For the first dozen years of her career, or until she released 1976's masterly Hejira, Joni Mitchell was one of music's most revealing songwriters, limning the folds and fault lines of her emotions and experiences with staggering clarity. And for the last half-decade, across four volumes, the Joni Mitchell Archives have undertaken one of the most revealing studies of any living songwriter, showing not only the routes Mitchell took to reach milestones including Blue and Court And Spark but also unfolding the map to suggest avenues she opted not to explore.
Late last year, the Archives reached the end of the '70s, or the close of what conventional wisdom wrongly holds as her only great albums. It is logical, then, for the work to turn now to thematic excavation, as it does on the 61-track, career-spanning sprawl of Joni's Jazz. "Produced for release by Joni Mitchell," it also includes laudatory words from Herbie Hancock and the late Wayne Shorter and a brief remembrance from Mitchell herself. The set is sweeping, taking as one endpoint 1968's Song To A Seagull and as the other her apostle-assisted performance at the Newport Folk Festival in 2022.
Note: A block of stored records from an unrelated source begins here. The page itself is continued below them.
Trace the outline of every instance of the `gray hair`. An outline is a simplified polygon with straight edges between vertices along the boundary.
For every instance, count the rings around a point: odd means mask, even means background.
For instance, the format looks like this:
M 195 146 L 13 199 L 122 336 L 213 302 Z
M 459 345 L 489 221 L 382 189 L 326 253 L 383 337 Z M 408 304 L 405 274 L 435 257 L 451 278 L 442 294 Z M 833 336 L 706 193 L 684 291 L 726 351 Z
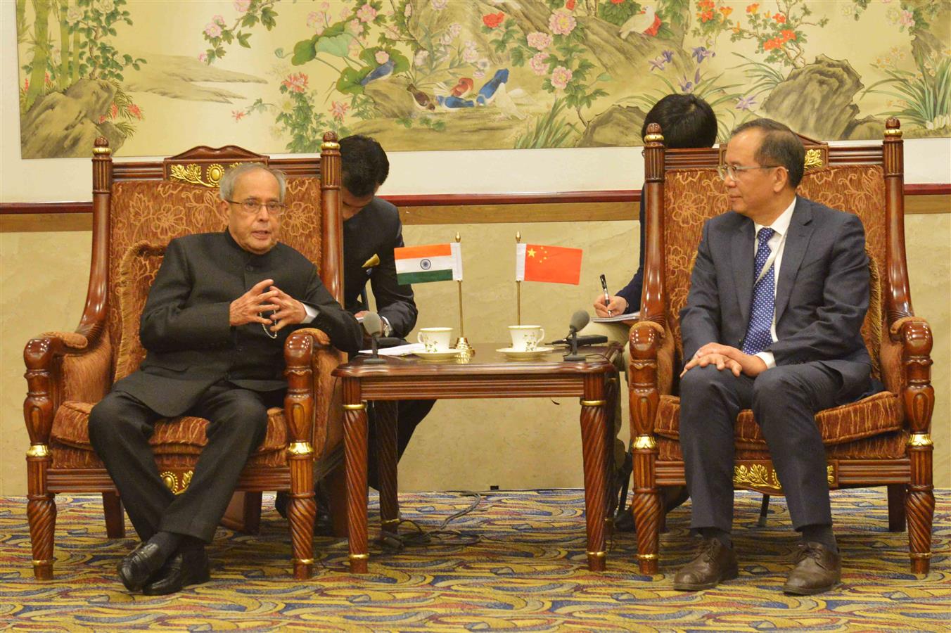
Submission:
M 222 177 L 221 182 L 218 184 L 220 187 L 218 195 L 225 201 L 231 200 L 231 197 L 235 192 L 235 185 L 238 184 L 238 181 L 241 177 L 257 169 L 266 171 L 271 176 L 274 176 L 275 180 L 278 181 L 278 186 L 281 188 L 281 198 L 279 199 L 279 201 L 283 202 L 284 191 L 287 188 L 287 180 L 284 177 L 284 172 L 280 169 L 271 169 L 263 163 L 242 163 L 237 167 L 228 169 L 224 176 Z

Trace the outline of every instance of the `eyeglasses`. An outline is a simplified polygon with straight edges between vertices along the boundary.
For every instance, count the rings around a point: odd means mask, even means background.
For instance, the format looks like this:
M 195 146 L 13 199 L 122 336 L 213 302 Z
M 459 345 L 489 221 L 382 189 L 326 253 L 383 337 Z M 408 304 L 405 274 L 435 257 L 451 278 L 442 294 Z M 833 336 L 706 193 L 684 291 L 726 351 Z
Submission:
M 287 205 L 283 202 L 275 202 L 274 201 L 262 202 L 261 201 L 250 199 L 243 201 L 238 201 L 236 200 L 226 200 L 224 201 L 230 202 L 231 204 L 241 205 L 242 210 L 249 216 L 258 215 L 258 213 L 261 212 L 261 207 L 267 209 L 267 213 L 272 216 L 280 216 L 283 213 L 284 209 L 287 208 Z
M 718 164 L 716 166 L 716 173 L 720 174 L 720 178 L 727 180 L 728 176 L 731 180 L 737 180 L 741 172 L 747 171 L 747 169 L 774 169 L 776 167 L 782 167 L 781 164 L 764 164 L 757 167 L 736 167 L 731 164 Z

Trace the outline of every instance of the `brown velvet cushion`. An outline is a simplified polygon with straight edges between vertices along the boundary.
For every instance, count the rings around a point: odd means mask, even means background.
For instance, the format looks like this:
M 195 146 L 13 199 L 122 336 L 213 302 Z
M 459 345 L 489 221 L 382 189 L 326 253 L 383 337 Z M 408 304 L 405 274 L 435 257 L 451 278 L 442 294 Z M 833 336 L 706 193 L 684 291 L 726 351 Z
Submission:
M 704 222 L 729 208 L 726 187 L 715 169 L 670 169 L 664 185 L 665 286 L 667 314 L 674 335 L 677 362 L 683 359 L 683 343 L 677 316 L 687 303 L 690 273 Z M 858 215 L 865 228 L 869 255 L 871 301 L 863 325 L 872 375 L 881 376 L 879 351 L 884 324 L 880 272 L 885 262 L 884 181 L 881 166 L 821 167 L 806 172 L 799 194 L 811 201 Z
M 823 444 L 826 446 L 900 431 L 903 422 L 902 403 L 891 392 L 881 392 L 858 402 L 825 409 L 816 414 L 816 424 L 819 425 Z M 753 419 L 752 411 L 741 411 L 734 428 L 738 449 L 761 450 L 766 447 L 766 440 L 760 432 L 760 426 Z M 672 395 L 660 396 L 654 418 L 654 432 L 671 439 L 680 437 L 680 398 Z
M 92 404 L 88 402 L 64 402 L 53 418 L 50 432 L 50 446 L 53 458 L 53 468 L 104 468 L 96 457 L 89 443 L 89 412 Z M 191 455 L 197 460 L 202 448 L 207 443 L 205 430 L 208 421 L 201 417 L 175 417 L 170 420 L 162 419 L 155 424 L 155 432 L 148 443 L 156 455 L 156 462 L 162 463 L 164 457 L 179 458 Z M 266 457 L 270 453 L 281 453 L 278 463 L 283 463 L 284 449 L 287 448 L 287 424 L 284 422 L 284 412 L 281 408 L 267 410 L 267 432 L 263 441 L 252 456 L 252 463 L 259 457 Z M 270 455 L 273 457 L 273 455 Z M 170 463 L 181 465 L 171 459 Z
It zigs and zags through her albums with an express purpose: to prove that Mitchell has always engaged with jazz, even in her flowing days of folk, and that jazz luminaries including Metheny and Mingus, Hancock and Pastorius only escalated that propensity.
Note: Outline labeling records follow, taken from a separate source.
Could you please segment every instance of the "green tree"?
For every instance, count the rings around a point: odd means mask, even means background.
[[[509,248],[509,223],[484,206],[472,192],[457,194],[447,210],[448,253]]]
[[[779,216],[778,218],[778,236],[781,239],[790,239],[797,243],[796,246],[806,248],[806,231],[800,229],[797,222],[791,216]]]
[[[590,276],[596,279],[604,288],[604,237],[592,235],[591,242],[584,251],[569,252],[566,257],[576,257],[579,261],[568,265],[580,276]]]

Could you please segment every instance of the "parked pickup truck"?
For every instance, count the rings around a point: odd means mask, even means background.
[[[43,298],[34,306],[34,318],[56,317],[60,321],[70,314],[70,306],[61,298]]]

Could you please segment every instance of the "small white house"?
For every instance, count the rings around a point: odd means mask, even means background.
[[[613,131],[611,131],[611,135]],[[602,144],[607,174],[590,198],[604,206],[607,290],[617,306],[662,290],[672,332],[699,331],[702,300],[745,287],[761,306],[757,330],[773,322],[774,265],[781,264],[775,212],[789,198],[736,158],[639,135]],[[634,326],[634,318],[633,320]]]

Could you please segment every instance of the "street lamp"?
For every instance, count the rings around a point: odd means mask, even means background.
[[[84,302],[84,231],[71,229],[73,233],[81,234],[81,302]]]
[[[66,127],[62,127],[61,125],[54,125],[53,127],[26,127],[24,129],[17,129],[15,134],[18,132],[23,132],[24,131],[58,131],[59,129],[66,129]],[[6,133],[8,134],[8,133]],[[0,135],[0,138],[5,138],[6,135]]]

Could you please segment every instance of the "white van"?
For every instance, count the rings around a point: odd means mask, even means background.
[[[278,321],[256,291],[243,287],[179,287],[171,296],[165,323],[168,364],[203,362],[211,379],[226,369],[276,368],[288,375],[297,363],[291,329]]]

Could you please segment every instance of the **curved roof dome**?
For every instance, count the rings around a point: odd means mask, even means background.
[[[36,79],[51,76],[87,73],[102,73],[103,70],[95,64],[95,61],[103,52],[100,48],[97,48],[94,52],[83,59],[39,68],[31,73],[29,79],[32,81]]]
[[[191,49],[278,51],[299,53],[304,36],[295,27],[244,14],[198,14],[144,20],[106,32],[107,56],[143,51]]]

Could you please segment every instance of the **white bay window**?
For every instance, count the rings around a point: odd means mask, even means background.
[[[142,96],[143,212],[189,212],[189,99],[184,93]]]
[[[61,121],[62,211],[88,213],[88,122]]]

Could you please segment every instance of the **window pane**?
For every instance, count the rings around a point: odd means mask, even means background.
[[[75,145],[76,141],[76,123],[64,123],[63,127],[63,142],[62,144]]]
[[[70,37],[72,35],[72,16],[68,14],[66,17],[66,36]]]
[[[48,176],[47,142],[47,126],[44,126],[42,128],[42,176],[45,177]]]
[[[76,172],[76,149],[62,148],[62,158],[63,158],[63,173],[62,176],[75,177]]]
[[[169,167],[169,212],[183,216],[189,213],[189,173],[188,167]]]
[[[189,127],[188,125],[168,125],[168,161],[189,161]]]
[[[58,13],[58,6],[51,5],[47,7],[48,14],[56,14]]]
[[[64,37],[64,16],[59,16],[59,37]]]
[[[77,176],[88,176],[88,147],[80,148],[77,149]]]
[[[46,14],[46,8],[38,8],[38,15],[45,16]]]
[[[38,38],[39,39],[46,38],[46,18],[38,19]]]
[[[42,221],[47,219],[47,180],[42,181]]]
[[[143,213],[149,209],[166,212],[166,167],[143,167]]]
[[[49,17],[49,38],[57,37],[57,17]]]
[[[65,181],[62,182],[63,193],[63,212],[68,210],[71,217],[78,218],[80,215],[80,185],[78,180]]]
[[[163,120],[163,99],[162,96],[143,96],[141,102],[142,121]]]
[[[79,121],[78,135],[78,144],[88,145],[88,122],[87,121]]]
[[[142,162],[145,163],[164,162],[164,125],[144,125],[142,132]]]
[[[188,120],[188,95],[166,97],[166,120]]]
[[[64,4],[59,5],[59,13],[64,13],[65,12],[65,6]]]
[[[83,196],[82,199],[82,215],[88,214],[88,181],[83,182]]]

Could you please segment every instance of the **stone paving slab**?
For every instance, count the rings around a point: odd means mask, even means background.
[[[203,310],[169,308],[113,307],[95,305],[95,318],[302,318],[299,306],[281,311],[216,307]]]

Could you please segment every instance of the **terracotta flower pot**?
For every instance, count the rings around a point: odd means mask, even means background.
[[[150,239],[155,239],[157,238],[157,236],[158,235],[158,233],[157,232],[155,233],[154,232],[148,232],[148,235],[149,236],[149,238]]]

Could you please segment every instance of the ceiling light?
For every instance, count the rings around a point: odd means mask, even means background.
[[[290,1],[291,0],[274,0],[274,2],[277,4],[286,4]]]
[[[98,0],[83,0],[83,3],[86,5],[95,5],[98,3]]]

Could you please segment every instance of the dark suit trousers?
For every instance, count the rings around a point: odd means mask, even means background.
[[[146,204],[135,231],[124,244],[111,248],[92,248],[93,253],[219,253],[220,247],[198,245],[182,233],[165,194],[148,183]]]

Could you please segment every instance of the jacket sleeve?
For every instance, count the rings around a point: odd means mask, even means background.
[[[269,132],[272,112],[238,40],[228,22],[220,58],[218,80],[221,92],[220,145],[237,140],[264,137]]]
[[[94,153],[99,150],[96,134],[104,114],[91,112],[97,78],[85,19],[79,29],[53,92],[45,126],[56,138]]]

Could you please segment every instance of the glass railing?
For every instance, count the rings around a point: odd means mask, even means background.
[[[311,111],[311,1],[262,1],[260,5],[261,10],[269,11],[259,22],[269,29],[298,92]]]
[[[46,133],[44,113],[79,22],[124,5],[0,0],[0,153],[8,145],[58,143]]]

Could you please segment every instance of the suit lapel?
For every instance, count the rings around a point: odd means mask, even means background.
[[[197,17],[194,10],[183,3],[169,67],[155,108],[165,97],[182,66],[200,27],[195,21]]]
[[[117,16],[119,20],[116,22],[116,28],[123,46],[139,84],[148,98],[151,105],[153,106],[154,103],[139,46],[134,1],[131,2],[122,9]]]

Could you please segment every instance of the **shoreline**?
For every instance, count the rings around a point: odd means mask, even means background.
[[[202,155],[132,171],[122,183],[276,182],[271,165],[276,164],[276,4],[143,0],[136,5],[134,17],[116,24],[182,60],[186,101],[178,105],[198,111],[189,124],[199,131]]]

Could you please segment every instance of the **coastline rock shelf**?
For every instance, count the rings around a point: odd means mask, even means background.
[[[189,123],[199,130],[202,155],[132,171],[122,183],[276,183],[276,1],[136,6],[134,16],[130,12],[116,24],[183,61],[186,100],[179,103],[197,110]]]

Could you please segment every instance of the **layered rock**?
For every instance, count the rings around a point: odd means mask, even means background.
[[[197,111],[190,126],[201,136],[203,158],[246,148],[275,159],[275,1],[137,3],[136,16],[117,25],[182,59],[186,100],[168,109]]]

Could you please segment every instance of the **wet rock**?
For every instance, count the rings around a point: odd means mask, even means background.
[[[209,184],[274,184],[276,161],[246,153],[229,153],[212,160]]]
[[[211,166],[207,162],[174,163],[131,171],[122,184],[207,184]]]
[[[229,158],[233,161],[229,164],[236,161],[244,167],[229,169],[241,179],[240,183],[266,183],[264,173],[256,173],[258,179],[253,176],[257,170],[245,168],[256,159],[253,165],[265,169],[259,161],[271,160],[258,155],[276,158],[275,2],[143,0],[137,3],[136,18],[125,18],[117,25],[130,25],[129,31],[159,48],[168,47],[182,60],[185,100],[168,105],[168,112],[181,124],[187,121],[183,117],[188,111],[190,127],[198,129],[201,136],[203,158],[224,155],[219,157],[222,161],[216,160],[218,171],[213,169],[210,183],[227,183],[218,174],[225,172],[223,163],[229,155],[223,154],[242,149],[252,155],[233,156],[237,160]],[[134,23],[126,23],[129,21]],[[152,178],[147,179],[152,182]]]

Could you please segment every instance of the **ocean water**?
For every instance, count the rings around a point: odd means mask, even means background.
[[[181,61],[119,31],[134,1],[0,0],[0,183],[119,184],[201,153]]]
On these terms, of course, the set is marvellous. Hear the way Mitchell moves like vapour, for instance, through the melodic and rhythmic shifts of 2007's Shine, or how she merges with Shorter's soprano saxophone at the end of Paprika Plains, from '77's Don Juan's Reckless Daughter. Reconsider the way her voice hangs over the piano chords during opener Blue when you hear her update that technique two decades - or, here, six tracks - later during Night Ride Home track Come In From The Cold. Gershwin-sized questions linger here about what Mitchell considers jazz; no question remains, however, that its pull has always pushed her.
Unlike the four prior archival editions, Joni's Jazz gives listeners very little that's new - a pair of unreleased demos from 1980, a few deep cuts from earlier boxes, an easy-to-overlook but spirited rendition of Marvin Gaye's Trouble Man alongside bassist Kyle Eastwood and his brassy band, from 1998. It is tempting to see it, then, as a chaotic but mostly coherent and sometimes very compelling streaming playlist, given deluxe physical form.
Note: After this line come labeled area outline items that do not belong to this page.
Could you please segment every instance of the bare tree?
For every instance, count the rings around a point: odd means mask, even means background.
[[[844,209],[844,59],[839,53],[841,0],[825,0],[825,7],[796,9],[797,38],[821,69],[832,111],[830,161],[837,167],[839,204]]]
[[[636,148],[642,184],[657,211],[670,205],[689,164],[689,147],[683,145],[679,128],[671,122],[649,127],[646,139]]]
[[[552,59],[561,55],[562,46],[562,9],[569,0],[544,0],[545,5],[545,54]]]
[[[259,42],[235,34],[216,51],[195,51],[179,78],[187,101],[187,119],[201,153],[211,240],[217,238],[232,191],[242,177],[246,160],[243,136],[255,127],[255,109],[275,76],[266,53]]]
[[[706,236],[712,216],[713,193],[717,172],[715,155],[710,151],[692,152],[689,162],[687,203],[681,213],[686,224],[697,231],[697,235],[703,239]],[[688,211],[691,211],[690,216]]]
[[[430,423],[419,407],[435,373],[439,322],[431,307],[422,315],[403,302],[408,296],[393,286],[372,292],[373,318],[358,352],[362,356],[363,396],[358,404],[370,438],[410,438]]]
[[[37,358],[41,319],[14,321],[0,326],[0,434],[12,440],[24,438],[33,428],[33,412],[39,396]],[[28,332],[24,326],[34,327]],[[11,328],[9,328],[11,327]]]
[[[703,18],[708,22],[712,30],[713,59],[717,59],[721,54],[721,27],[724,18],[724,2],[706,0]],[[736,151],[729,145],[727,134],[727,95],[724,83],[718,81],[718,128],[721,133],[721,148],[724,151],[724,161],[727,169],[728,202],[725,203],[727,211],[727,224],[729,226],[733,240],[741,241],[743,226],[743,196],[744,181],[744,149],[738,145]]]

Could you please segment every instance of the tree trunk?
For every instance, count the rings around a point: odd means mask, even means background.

This isn't a set for the diggers, then, but those rarities are meant to support the wider ideas, anyway. Backed only by Guerin, then her ex, during that Be Cool demo, Mitchell seems to delight as she scat-sings, playing inside the space that Shorter and Russell Ferrante would soon fill on 1982's Wild Things Run Fast. Likewise, a decade later, she revels in the wordless twists and turns of her voice during an early version of Two Grey Rooms, singing inside the sound like a painter imagining how their brushstrokes may eventually appear on canvas. Indeed, perhaps the real gift of this set's largesse is putting Mitchell's frequently dismissed work from the '80s onward in conversation with what came earlier, and those latter works often uphold their end. If there was jazz at the start for Mitchell, it never vanished.